En nu dus komen Vlaamse en Brusselse administraties voor de proppen met plannen waarbij wordt uitgegaan “van een zeer doorgedreven verstedelijking in het verlengde van Brussel”. De vzw stelt vast dat een en ander blijkbaar politiek niet werd afgetoetst. Men zal zich inderdaad herinneren dat Ben Weyts, de minister bevoegd voor het Vlaamse Rand-beleid, uit de lucht leek te vallen toen de plannen bekend werden.
In functie van Brussel
In het advies hekelt De Rand het “unidimensioneel geloof van de opstellers van het ontwikkelingsprogramma in een metropolitane aanpak als enige manier om de uitdagingen aan te pakken” en noemt het “een gemiste kans dat de talrijke uitdagingen waar de regio voor staat op een zo eenzijdige manier worden benaderd”. En het gaat onverbiddelijk verder, want TOP Noordrand wordt zeer “Brussels van insteek en inspiratie” genoemd, terwijl de verstedelijking en verdichting nochtans best niet “louter Brussels gelinkt, georiënteerd of geïnspireerd” wordt. Er moet dan ook niet worden gezocht “naar een nieuw evenwicht tussen de vereisten van een nieuwe centraliteit in de polycentrische en kosmopolitische Brusselse metropool enerzijds en de Vlaamse wensen inzake monoculturele uitstraling anderzijds”. Anders gezegd, de Brusselse druk op de Vlaamse Rand en het onevenwicht zijn nu al te groot, laten we die niet nog groter maken. Omdat het territoriaal ontwikkelingsprogramma totaal geen rekening houdt met het Vlaamse beleid dat tracht weerwerk te bieden aan de verfransings- en internationaliseringsdruk, wordt het in het advies een gemiste kans genoemd en mist het document volgens de vzw realiteitszin en een politiek-maatschappelijk draagvlak.
Metropolitane fanclub
Uiteraard kwam Stefaan Sintobin terug op zijn vraag van maart dit jaar en confronteerde hij Schauvliege in juni jl. met het vernietigend advies van vzw de Rand. De minister klonk al heel minder vrijblijvend dan in maart. Als wilde ze haar verantwoordelijkheid wat minimaliseren; wees ze er om te beginnen op dat het initiatief van haar voorganger Philippe Muyters kwam. Ze gaf toe dat de proeve van programma heel wat negatieve reacties had gekregen. En tot slot luidde het nu dat ze “het trouwens niet eens was” met het ambtelijk voorstel. Het moet grondig worden bijgestuurd en zulks in samenspraak met vzw de Rand. De minister sprak de hoop uit dat op die manier een betere tekst tot stand zou komen.

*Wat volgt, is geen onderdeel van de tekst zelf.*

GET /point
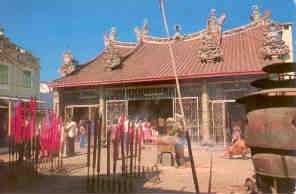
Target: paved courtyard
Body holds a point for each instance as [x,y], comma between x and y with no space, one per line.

Dat lijkt er al meer op, maar het is duidelijk dat deze aangelegenheid best nauwlettend wordt opgevolgd. Want Schauvliege lijkt dan wel te zijn bijgedraaid, het blijft hoogst eigenaardig dat ze niet vooraf met haar collega voor de Vlaamse Rand en/of met De Rand in overleg is gegaan, ten einde krijtlijnen uit te zetten waarbinnen haar administratie zich tijdens het bewuste overleg met de Brusselse collega’s diende te bewegen. Het had allicht heel wat misverstanden, tijdverlies en frustratie kunnen vermijden. Dat is dus niet gebeurd. Waardoor de Brusselse politici nu weten dat de metropolitane gemeenschapsidee ook in de Vlaamse administratie haar aanhangers heeft, tot zelfs binnen de huidige Vlaamse regering toe, ook al tracht men dat nu te ontkennen.
Dan was socialist Bruno Tobback tijdens zijn tussenkomst duidelijker: hij is voor.